Sunday, July 29, 2012
Crisis Management and Resilient Leaders
People are starting to take notice.
It is hard not to -- with record-breaking temperatures in the United States this summer, severe drought enveloping many states, including some of our major grain and corn states, which will surely drive prices up for food products, extreme weather events and storms happening with increasing frequency, plus climate change even affecting our infrastructure -- from our roads to our electric power networks.
There is even a blood shortage this summer -- the worst in 15 years -- being reported by the Red Cross, partially attributed to the storms and heat this summer.
We have been researching fragile critical infrastructure networks and even wrote the book, Fragile Networks, in which we defined terms such as robustness and quantified synergies associated with network integration, through the prism of supply chains, since, truly, it is supply chains that link our economic activities together through production, transportation, storage, and ultimate distribution.
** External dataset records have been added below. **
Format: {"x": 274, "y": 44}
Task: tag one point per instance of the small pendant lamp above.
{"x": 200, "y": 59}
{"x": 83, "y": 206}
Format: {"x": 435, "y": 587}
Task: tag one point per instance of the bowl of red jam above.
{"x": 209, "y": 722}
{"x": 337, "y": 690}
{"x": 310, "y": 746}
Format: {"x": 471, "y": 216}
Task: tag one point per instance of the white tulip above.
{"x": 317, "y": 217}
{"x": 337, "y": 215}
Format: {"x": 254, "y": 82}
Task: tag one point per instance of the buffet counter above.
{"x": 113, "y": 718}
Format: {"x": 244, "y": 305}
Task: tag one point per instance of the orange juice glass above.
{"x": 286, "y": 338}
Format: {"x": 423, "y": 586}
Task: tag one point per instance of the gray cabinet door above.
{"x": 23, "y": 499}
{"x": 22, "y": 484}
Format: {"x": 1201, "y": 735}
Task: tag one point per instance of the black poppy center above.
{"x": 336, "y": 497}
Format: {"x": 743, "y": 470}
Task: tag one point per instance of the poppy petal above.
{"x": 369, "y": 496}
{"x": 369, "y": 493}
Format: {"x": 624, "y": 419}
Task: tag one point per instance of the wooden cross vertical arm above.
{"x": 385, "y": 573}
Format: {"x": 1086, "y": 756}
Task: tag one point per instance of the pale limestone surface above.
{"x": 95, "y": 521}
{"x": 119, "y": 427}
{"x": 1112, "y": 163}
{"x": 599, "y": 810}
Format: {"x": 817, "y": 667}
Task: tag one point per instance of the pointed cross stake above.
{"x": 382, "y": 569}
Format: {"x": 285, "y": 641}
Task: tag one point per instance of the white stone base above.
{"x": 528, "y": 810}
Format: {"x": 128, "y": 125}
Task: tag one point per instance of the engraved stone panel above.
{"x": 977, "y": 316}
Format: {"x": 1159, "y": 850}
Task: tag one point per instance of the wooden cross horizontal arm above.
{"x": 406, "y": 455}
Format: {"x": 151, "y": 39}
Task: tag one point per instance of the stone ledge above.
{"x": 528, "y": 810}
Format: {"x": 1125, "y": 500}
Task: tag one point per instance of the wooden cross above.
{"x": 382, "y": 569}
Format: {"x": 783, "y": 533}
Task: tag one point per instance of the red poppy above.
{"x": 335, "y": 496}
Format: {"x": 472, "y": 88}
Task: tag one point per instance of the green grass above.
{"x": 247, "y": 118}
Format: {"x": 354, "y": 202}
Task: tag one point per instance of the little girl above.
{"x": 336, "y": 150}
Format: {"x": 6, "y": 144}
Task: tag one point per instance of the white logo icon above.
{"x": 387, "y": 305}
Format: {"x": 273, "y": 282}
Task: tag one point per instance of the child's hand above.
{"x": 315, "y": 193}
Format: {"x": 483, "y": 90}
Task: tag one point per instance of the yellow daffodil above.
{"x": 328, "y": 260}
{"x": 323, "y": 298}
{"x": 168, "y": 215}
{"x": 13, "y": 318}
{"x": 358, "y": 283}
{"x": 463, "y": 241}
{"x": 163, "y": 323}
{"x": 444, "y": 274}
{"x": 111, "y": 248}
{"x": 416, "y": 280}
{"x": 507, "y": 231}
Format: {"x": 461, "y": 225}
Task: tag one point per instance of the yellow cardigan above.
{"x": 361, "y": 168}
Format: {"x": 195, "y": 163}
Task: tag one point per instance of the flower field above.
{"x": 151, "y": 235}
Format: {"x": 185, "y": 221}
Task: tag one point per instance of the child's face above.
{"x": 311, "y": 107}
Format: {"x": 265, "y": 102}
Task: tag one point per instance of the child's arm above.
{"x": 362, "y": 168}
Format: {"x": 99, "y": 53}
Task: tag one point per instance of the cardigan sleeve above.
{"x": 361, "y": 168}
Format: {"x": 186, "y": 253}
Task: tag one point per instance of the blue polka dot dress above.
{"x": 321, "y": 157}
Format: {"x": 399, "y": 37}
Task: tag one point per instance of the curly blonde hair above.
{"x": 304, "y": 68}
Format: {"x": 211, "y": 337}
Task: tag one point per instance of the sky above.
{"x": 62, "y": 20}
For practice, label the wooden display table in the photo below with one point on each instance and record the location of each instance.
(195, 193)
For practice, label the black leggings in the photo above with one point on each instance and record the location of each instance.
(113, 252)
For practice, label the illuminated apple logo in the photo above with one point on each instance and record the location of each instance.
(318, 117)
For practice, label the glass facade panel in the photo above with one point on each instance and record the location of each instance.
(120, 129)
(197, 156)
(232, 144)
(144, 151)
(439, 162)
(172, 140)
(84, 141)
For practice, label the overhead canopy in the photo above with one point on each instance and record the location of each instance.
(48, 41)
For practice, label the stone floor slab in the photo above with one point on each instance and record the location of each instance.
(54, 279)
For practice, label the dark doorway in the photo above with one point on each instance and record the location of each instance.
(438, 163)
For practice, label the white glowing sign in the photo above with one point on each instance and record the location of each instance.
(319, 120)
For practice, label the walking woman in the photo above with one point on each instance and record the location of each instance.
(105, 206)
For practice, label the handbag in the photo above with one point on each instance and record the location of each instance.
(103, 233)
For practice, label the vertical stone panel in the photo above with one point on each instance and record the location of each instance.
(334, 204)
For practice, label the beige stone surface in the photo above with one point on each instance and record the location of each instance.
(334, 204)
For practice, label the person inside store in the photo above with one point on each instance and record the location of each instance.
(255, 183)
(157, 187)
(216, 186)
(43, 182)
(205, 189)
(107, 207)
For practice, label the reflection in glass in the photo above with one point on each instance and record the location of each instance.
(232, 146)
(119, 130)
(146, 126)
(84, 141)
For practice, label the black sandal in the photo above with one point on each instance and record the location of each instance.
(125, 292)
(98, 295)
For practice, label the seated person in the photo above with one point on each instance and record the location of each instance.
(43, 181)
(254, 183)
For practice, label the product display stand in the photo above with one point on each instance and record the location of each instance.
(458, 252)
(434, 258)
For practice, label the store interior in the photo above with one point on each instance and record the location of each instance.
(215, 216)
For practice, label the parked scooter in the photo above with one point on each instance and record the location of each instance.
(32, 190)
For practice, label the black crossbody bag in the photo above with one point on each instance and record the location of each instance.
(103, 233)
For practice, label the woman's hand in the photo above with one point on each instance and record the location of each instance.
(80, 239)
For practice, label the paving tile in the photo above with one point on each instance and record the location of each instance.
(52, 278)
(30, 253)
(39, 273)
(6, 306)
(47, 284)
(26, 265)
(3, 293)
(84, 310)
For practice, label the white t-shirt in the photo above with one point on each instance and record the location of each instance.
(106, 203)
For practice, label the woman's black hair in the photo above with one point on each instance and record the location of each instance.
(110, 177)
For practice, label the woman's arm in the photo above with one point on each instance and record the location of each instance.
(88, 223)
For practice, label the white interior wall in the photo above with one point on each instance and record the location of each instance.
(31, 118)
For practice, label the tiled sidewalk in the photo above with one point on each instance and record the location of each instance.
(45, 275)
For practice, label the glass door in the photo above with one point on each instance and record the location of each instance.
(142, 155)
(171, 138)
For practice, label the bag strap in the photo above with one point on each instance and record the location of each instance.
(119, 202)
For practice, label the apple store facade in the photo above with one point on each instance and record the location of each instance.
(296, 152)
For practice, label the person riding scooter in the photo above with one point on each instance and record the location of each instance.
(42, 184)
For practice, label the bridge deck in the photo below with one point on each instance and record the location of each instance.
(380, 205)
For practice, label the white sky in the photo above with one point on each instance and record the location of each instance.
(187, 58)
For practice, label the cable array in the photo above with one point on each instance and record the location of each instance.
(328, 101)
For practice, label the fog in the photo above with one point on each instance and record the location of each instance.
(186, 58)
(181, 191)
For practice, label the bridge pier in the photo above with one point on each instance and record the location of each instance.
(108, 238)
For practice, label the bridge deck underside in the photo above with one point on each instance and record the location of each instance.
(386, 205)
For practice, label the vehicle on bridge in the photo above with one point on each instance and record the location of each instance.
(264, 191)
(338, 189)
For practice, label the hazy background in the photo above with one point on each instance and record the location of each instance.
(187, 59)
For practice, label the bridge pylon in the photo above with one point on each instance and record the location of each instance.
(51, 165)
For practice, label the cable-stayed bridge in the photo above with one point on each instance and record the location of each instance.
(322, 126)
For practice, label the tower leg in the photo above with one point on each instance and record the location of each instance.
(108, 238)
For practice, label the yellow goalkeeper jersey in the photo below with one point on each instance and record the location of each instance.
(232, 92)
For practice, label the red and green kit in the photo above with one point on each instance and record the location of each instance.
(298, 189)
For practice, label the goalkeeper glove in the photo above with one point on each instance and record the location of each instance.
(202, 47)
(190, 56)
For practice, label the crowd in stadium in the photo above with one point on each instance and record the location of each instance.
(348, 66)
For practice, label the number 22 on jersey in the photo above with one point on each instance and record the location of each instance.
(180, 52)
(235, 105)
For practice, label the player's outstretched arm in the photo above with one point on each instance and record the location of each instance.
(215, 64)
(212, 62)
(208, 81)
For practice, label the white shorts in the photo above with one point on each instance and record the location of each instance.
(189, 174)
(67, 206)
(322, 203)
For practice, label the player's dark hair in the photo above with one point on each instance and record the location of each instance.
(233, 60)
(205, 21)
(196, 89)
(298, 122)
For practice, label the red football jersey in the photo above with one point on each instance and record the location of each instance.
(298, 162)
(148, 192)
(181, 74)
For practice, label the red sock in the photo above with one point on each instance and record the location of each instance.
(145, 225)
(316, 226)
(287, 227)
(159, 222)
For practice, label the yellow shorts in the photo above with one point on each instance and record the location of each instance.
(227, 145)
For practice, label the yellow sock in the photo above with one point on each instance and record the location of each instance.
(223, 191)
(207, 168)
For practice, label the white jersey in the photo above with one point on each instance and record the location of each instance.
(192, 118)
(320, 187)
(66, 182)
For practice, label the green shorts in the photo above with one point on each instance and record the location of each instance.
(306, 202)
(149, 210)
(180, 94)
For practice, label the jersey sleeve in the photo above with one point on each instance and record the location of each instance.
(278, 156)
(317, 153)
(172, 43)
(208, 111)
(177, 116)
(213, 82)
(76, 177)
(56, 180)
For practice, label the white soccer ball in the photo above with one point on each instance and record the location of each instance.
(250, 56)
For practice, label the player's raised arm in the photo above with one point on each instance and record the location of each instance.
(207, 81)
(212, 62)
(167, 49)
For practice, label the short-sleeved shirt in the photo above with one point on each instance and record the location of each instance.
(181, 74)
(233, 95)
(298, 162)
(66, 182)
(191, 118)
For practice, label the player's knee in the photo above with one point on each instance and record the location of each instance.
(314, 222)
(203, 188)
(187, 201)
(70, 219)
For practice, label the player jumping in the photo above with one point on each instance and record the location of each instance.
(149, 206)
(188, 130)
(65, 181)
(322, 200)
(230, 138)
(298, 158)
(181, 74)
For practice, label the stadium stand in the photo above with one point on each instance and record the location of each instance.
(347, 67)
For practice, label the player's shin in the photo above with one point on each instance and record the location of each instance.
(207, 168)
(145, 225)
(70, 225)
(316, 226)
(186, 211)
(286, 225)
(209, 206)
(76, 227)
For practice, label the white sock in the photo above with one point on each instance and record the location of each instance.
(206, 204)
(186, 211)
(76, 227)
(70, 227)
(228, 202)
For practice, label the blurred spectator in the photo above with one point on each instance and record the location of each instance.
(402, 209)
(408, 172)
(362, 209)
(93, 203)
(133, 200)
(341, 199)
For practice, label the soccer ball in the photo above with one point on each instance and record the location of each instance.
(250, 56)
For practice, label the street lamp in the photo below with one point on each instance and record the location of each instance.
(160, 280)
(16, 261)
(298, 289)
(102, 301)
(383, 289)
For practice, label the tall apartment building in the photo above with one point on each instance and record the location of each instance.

I spoke on Building Resiliency in Washington DC on a special Transportation Research Board panel.
Our world is changing and leaders must become aware of crisis management.
We are in need of Resilient Leaders.
The Isenberg School of Management at UMass Amherst has on its homepage the following:
Resilient Leadership for an Evolving Business Climate
and it is great to see new courses being taught around this theme and new initiatives.
There is a feature news article, Students Learn Crisis Management in Innovative Isenberg Course, on the new course in Humanitarian Logistics and Healthcare that I taught in Spring 2012. In the course, we had speakers from the National Guard, the Red Cross, the UMass emergency preparedness group, and even a disaster communication expert and a former student of mine from the profit sector, who has worked in healthcare. Nice to see my students quoted in the article.
Yes, even the army has realized the importance of location theory in determining where its critical supplies should be stored since it expects a greater role in humanitarian crises and evacuation management -- topics that we studied in my course and timely response and deliveries can save lives in crises.
Our research from blood supply chains to supply chain metrics in the case of disasters can be accessed on the Virtual Center for Supernetworks website.